- Venue: London Aquatics Centre
- Dates: 2 September 2012
- Competitors: 19 from 11 nations
- Winning time: 1:59.62

Medalists
- 1st place, gold medalist(s):  / Jon Margeir Sverrisson / Iceland
- 2nd place, silver medalist(s):  / Daniel Fox / Australia
- 3rd place, bronze medalist(s):  / Cho Wonsang / South Korea

= Swimming at the 2012 Summer Paralympics – Men's 200 metre freestyle S14 =

Event at the 2012 Summer Paralympics

The men's 200m freestyle S14 event at the 2012 Summer Paralympics took place at the London Aquatics Centre on 2 September.

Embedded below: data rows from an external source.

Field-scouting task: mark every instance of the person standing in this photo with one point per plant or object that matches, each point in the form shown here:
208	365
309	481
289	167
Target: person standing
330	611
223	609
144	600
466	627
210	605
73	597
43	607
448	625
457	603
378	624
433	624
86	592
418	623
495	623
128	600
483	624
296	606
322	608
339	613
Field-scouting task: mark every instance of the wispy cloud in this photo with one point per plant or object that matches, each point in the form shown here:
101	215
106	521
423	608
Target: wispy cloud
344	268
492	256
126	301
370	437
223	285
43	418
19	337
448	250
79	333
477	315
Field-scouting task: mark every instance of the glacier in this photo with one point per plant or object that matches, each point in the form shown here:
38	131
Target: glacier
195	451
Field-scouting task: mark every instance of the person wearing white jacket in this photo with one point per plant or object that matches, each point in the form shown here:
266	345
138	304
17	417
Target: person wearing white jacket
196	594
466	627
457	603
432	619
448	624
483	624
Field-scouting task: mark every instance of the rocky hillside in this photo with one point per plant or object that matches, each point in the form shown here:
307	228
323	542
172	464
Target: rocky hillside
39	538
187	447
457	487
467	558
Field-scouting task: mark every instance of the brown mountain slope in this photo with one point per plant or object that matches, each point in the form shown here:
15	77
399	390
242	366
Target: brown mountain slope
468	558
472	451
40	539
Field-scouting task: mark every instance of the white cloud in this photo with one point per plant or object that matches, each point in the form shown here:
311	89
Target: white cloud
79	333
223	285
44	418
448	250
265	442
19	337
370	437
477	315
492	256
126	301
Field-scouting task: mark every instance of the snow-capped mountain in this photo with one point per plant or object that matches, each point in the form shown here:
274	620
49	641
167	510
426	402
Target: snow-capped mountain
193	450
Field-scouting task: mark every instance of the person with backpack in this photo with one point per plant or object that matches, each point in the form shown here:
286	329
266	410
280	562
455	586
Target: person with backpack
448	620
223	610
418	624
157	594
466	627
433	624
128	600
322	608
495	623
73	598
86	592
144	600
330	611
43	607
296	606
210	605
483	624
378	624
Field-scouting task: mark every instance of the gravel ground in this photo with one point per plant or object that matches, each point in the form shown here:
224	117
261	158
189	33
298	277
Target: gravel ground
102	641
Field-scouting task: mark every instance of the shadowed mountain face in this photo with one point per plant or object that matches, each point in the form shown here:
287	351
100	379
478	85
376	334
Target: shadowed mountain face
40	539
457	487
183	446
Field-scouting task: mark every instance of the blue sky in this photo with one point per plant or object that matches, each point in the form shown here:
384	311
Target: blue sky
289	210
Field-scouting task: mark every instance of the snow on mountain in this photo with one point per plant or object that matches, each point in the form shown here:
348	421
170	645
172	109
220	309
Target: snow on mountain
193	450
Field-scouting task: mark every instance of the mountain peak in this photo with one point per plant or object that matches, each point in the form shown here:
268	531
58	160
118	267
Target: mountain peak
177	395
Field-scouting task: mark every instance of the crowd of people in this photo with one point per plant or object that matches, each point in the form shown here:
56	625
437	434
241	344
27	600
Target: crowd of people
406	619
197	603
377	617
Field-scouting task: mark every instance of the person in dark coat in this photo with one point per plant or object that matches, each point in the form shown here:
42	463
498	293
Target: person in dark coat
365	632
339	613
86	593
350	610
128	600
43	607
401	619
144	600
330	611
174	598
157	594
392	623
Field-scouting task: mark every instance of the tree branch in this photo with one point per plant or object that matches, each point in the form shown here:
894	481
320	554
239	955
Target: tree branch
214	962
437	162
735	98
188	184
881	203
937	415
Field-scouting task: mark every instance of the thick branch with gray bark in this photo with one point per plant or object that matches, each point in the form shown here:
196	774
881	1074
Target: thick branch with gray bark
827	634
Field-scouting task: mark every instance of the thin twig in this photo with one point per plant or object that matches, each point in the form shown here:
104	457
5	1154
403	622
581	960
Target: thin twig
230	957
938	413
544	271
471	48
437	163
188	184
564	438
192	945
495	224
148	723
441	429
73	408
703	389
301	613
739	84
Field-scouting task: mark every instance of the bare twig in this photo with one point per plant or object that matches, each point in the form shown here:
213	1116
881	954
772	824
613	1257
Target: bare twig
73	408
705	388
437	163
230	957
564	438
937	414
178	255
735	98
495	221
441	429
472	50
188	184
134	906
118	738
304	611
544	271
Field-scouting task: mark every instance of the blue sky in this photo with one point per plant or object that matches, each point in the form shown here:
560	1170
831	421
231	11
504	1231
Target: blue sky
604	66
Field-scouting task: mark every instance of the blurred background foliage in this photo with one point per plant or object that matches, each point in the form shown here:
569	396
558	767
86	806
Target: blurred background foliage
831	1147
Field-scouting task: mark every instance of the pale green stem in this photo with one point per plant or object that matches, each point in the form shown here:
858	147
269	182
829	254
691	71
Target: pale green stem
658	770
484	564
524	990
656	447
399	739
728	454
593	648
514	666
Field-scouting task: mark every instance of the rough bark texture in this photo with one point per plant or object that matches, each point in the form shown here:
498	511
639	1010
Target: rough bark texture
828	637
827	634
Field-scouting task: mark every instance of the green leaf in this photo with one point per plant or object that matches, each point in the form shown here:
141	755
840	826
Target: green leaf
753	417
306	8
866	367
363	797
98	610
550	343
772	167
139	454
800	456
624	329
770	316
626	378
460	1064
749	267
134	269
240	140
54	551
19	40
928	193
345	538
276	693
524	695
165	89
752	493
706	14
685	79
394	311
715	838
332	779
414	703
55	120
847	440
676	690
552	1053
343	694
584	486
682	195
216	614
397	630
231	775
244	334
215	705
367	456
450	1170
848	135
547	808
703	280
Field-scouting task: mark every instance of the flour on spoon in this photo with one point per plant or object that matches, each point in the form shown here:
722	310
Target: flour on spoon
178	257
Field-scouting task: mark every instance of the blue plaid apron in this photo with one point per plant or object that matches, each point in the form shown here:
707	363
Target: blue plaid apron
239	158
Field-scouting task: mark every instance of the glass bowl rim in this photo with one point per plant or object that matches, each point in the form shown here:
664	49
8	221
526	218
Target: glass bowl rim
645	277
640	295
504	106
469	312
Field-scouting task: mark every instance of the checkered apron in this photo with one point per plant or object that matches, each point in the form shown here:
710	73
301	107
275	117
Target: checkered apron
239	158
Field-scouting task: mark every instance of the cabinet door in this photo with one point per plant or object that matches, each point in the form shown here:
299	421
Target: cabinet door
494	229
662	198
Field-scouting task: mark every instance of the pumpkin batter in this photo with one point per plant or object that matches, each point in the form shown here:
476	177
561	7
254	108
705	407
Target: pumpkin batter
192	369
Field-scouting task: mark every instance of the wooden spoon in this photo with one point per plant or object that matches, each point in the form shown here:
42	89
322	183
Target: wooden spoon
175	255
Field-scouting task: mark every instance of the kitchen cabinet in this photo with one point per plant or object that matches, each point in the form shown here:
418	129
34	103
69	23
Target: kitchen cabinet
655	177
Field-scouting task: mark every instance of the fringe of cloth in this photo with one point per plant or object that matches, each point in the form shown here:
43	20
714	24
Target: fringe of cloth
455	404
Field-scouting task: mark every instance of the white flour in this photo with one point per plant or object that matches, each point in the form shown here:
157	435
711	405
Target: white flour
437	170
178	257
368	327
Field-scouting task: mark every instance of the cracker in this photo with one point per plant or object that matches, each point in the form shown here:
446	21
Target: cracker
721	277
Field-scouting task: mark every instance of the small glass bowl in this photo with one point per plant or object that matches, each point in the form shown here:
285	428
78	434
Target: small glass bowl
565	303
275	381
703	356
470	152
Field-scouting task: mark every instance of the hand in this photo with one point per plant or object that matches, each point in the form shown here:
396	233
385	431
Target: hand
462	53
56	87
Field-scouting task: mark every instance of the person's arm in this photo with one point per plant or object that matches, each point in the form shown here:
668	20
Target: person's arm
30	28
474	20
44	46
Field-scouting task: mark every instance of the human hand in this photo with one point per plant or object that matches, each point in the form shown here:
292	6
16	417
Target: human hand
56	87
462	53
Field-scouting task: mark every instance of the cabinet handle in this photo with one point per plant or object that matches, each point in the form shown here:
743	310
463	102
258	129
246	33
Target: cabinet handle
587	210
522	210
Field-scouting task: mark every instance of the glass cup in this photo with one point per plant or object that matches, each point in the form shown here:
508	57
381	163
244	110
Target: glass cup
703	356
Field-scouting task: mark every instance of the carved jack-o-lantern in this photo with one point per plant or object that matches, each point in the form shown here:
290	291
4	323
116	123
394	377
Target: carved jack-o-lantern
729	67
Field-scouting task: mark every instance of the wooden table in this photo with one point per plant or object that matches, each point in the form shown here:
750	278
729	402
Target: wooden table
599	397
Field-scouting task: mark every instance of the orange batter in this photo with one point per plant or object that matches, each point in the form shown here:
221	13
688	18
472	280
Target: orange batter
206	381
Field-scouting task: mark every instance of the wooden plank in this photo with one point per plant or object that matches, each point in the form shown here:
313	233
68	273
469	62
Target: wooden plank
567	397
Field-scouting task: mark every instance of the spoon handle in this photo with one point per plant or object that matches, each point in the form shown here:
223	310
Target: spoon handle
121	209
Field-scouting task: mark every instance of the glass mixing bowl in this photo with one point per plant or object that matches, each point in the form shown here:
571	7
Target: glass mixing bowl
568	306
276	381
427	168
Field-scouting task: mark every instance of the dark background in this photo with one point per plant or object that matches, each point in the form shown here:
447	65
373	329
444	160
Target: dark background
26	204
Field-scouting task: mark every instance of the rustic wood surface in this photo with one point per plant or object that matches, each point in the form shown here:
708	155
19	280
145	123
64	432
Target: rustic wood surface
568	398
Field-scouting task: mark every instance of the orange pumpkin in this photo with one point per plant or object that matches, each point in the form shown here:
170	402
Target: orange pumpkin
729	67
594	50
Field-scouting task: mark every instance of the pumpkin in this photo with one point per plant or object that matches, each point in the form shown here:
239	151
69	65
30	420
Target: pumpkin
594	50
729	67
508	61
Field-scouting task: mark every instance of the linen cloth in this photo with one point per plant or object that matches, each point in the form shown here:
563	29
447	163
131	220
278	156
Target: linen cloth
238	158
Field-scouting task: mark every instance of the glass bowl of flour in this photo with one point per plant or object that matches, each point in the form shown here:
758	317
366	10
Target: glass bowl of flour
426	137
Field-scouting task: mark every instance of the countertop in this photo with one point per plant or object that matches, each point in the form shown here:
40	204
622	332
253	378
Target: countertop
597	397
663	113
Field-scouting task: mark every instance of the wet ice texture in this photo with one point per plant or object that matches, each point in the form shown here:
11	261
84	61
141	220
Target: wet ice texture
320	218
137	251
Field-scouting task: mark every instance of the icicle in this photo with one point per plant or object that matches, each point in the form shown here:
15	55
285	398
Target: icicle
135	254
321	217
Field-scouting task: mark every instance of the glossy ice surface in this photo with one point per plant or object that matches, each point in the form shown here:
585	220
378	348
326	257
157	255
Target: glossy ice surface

There were three heats; the swimmers with the eight fastest times advanced to the final.

==Results==

===Heats===
Competed from 09:54.

====Heat 1====

| Rank | Lane | Name | Nationality | Time | Notes |
|---|---|---|---|---|---|
| 1 | 4 | Daniel Pepper | Great Britain | 2:01.94 | Q, PR |
| 2 | 5 | Ben Procter | Great Britain | 2:01.97 | Q |
| 3 | 3 | Mitchell Kilduff | Australia | 2:04.64 | Q |
| 4 | 6 | Yasuhiro Tanaka | Japan | 2:08.66 |  |
| 5 | 7 | Michael Heath | Canada | 2:09.85 |  |
| 6 | 2 | Jung Yangmook | South Korea | 2:09.98 |  |

====Heat 2====

| Rank | Lane | Name | Nationality | Time | Notes |
|---|---|---|---|---|---|
| 1 | 5 | Jon Margeir Sverrisson | Iceland | 2:00.32 | Q, PR |
| 2 | 4 | Cho Wonsang | South Korea | 2:00.47 | Q |
| 3 | 3 | Craig Rodgie | Great Britain | 2:05.59 |  |
| 4 | 7 | Au Kai Lun | Hong Kong | 2:06.78 |  |
| 5 | 6 | Takuya Tsugawa | Japan | 2:09.31 |  |
| 6 | 2 | Alberto Jesus Vera Moran | Venezuela | 2:19.62 |  |

====Heat 3====

| Rank | Lane | Name | Nationality | Time | Notes |
|---|---|---|---|---|---|
| 1 | 4 | Daniel Fox | Australia | 2:00.11 | Q, PR |
| 2 | 5 | Marc Evers | Netherlands | 2:03.03 | Q |
| 3 | 3 | Tang Wai Lok | Hong Kong | 2:03.71 | Q |
| 4 | 2 | Lee Tsun Sang | Hong Kong | 2:06.56 |  |
| 5 | 7 | Andre Lehmann | Germany | 2:07.42 |  |
| 6 | 6 | Yannick Vandeput | Belgium | 2:07.47 |  |
| 7 | 1 | Lee In Kook | South Korea | 2:08.18 |  |

===Final===
Competed at 17:48.

| Rank | Lane | Name | Nationality | Time | Notes |
|---|---|---|---|---|---|
| 1st place, gold medalist(s) | 5 | Jon Margeir Sverrisson | Iceland | 1:59.62 | WR |
| 2nd place, silver medalist(s) | 4 | Daniel Fox | Australia | 1:59.79 | OC |
| 3rd place, bronze medalist(s) | 3 | Cho Wonsang | South Korea | 1:59.93 | AS |
| 4 | 7 | Marc Evers | Netherlands | 2:00.76 |  |
| 5 | 8 | Mitchell Kilduff | Australia | 2:01.09 |  |
| 6 | 1 | Tang Wai Lok | Hong Kong | 2:02.89 |  |
| 7 | 6 | Daniel Pepper | Great Britain | 2:03.27 |  |
| 8 | 2 | Ben Procter | Great Britain | 2:03.30 |  |

Q = qualified for final. WR = World Record. PR = Paralympic Record. AS = Asian Record. OC = Oceania Record.